Wednesday, October 19, 2011

Baltimore & Montgomery United? Red & Purple Line Backers Say Full Public Funding Needed

Seemingly in response to yesterday's Maryland Juice story about the ICC and Purple Line funding, Baltimore's Red Line Now PAC and Montgomery's Action Committee for Transit have issued a joint press release. Today they call for full public funding of their light rail projects. We reprint the release below, as well as excerpts from the Washington Examiner article leading to all this commotion.
Press Release: Red & Purple Line Backers Say Full Funding Needed 
The Action Committee for Transit of Montgomery County and the Red Line Now PAC of Baltimore today called on the legislature to guarantee that new transportation funding will fully fund the non-federal share of the Purple Line and Red Line. 
The highway lobby, in recent days, has begun trying to endanger vitally needed mass transit expansion by demanding private funding for public transit. 
"We cannot leave these critical projects in the hands of a capricious market," said Robbyn Lewis, chair of Red Line Now PAC. 
"If the highway lobby thinks developers should pay for transportation, they should start by sending Kingdon Gould the bill for the Intercounty Connector," added Ben Ross, vice-president of ACT.  Kingdon Gould is the developer of Konterra, located near the east end of the ICC. 
ACT and Red Line Now PAC are locally based citizen groups that advocate better transit.
This press release was very likely prompted by a recent Washington Examiner article, headlined "Private funding needed for Purple Line, Leggett says." Relevant excerpts below:
Officials have expected the federal government to pick up about half the bill for the new rail project, but now face the reality that those funds may not be available.... 
Tom Farasy, co-chairman of the Purple Line Alliance, said each county should be open to a variety of potential revenue streams to fund the project, which could have a "mammoth" economic effect....
"We're very supportive of not only that, but any and everything, because it's clear the federal government is not just going to write a check," Farasy said. "It's probably going to be even more demanding once Congress gets through its debt ceiling issues."
Full Disclosure: I previously served as campaign director for Purple Line NOW! -- not to be confused with the Purple Line Alliance mentioned in the article.
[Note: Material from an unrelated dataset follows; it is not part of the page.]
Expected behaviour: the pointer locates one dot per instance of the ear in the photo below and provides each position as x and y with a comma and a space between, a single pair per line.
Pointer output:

The latter entity is related to the Maryland-National Capital Building Industry Association. In any case, the article interestingly also quotes Capitol Crescent Trail opponents of the Purple Line.

So let's step back: Maryland is currently debating how to raise transportation funds on the same day it is announced that the ICC has cracks and the Purple Line should be funded privately? I suspect that is why transit boosters are beginning to worry.